Putin e Xi Jinping fianco a fianco alla parata del Giorno della Vittoria a Mosca. Zelensky la definisce “parata del cinismo”.
A Mosca, sotto i riflettori della Piazza Rossa, si è tenuta la tradizionale parata del Giorno della Vittoria, appuntamento che celebra la sconfitta del nazismo e segna uno dei momenti più solenni nel calendario russo. Ma quest’anno l’evento ha assunto un significato ancora più simbolico: accanto a Vladimir Putin, per la prima volta in questa veste, c’era Xi Jinping, leader cinese, a sancire visivamente un’alleanza sempre più strategica.
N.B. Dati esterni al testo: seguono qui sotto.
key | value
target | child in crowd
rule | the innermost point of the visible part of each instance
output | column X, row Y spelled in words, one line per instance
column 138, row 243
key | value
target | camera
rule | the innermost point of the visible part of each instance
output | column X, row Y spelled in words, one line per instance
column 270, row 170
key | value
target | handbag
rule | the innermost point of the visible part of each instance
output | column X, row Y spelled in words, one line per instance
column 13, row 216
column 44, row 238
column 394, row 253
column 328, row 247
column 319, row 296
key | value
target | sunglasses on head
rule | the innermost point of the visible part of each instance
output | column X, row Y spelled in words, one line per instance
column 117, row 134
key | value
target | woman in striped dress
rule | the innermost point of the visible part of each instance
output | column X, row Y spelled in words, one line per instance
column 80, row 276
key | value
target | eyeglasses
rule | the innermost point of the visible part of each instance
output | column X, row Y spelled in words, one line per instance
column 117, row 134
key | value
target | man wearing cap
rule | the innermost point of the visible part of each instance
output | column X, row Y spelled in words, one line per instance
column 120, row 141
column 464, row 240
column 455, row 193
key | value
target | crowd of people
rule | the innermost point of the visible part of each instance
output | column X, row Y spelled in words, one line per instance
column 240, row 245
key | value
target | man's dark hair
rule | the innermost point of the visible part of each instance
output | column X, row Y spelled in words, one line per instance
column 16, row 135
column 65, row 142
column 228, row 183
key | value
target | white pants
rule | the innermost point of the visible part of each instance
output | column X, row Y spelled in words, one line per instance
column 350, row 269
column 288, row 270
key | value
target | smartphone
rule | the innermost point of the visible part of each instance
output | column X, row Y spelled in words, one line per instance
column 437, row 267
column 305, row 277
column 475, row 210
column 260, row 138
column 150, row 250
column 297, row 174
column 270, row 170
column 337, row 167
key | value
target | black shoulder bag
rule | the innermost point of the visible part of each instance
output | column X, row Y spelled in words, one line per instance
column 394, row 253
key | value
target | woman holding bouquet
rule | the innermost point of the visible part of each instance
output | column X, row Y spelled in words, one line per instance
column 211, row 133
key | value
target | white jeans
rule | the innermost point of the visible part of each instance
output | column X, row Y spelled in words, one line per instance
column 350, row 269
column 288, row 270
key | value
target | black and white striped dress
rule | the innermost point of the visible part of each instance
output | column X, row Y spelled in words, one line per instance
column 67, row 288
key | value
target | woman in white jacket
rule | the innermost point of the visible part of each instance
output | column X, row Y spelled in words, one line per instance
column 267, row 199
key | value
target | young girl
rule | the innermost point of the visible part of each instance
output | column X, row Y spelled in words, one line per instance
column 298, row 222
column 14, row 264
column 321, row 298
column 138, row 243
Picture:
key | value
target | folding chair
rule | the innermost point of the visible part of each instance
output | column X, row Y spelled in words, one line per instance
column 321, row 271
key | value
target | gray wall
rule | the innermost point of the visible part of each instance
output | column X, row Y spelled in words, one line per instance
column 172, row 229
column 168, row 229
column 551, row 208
Un rito tra memoria storica e calcoli geopolitici
Il corteo, scandito dal passaggio di carri armati, unità militari e dalla rituale esposizione della bandiera della Vittoria, è apparso tanto spettacolare quanto studiato. Non è mancato il discorso presidenziale: «La Russia è stata e sarà un ostacolo invalicabile al nazismo, alla russofobia e all’antisemitismo», ha dichiarato Putin, davanti a una folla ordinata e silenziosa. Il leader russo ha poi aggiunto: «Combatteremo contro le atrocità commesse dai seguaci di queste convinzioni aggressive e distruttive. La verità e la giustizia sono dalla nostra parte».
Zelensky accusa, Trump chiama, Kiev firma
Se a Mosca si celebrava, a Kiev arrivavano parole di condanna. «A Mosca la parata del cinismo», ha affermato Volodymyr Zelensky, denunciando l’uso strumentale della memoria storica per giustificare l’aggressione militare.
Ma la giornata non si è fermata ai simboli: si è tenuta una telefonata tra Zelensky e Donald Trump, attuale presidente degli Stati Uniti. Durante la conversazione, Trump ha proposto un cessate il fuoco di 30 giorni come apertura verso negoziati.
Parallelamente, il Parlamento ucraino ha ratificato un accordo strategico con gli Stati Uniti per lo sfruttamento delle terre rare, risorse essenziali per l’industria tecnologica. L’intesa prevede la creazione di un fondo comune, senza incremento del debito per Kiev.
Così, mentre Mosca metteva in scena il suo potere, l’Ucraina stringeva legami economici e diplomatici con Washington, segnando una nuova fase della contesa globale.